After the death of Steve Jobs last week, opinions started circulating that he was so smart that he even knew how to avoid paying estate taxes better than anyone else.
Jobs was smart and he seems to have done his estate planning brilliantly, but even he wasn’t that good. He certainly did not transfer billions of dollars in wealth to his family tax free.
So what is going on here? Why are these false statements circulating?
First, of course, they fit the Jobs myth of unimaginable genius. If anyone can beat the IRS, he can.
Second, the thinking goes that Jobs knew he was going to die for years and so he had time to work his magic.

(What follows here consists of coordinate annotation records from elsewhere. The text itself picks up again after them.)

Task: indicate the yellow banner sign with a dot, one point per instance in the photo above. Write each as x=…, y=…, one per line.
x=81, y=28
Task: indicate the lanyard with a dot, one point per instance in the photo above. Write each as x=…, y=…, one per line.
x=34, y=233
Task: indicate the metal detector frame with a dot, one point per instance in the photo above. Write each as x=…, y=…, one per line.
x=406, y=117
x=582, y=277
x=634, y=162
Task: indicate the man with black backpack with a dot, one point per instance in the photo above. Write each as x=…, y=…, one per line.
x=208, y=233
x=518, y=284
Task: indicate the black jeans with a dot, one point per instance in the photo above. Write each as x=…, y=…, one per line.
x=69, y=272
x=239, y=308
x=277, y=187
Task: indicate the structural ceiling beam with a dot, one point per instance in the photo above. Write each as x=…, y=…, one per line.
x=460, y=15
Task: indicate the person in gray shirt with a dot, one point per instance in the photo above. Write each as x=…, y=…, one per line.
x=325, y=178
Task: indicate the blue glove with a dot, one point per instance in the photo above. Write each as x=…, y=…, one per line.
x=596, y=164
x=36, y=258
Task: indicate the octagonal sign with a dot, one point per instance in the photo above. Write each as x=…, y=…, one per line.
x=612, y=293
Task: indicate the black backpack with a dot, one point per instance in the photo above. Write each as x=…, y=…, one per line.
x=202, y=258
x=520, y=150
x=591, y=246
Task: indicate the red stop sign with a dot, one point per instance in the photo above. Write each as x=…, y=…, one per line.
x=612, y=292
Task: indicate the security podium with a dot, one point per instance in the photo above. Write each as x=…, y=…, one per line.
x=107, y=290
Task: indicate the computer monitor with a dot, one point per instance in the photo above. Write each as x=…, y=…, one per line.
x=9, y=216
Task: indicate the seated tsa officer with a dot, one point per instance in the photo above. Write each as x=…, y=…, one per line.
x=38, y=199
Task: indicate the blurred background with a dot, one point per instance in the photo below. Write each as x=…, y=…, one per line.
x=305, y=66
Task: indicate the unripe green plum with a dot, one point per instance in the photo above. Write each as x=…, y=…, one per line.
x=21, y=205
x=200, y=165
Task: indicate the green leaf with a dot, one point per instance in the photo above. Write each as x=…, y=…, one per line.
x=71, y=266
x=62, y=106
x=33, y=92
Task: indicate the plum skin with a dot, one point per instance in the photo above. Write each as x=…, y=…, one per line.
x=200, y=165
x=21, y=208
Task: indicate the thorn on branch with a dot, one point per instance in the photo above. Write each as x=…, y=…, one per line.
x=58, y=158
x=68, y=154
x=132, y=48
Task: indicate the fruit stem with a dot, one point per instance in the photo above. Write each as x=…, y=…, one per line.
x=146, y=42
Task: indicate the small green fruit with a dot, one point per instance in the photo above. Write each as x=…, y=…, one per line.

Third, while the specifics of his estate plan are private, it is known that he set up trusts into which he transferred his real estate and his Apple and Disney stock.
And finally, it is widely known that he only took $1 a year in salary at Apple the last dozen or so years he worked there.
Ah ha! you say. He didn’t take a salary and he transferred all of his assets to trusts, so he died with no assets in his name. Voila, no estate tax.
Well, Congress plugged that loophole a long time ago. It is called the Gift Tax. You can’t avoid estate tax by giving your assets to your heirs before you die.
Now, Jobs might have left all of his assets to his wife, in which case no taxes are due until his wife dies. But it does not take a genius to do that. Leaving everything to the spouse is the most common estate plan there is, and it merely defers the tax bill until his wife passes away.
Jobs also might have given a portion of his estate to charity, which would reduce his tax bill, but also reduces the amount his family inherits.
The most important point here is that we don’t know what he did, and we are likely not to find out what he did, because he set up trusts and transferred assets to those trusts while he was still living. That keeps his finances private, which is something many other celebrities have been unable to do.
Jobs probably did not invent some new way to avoid estate tax, but he got the important, simple things right.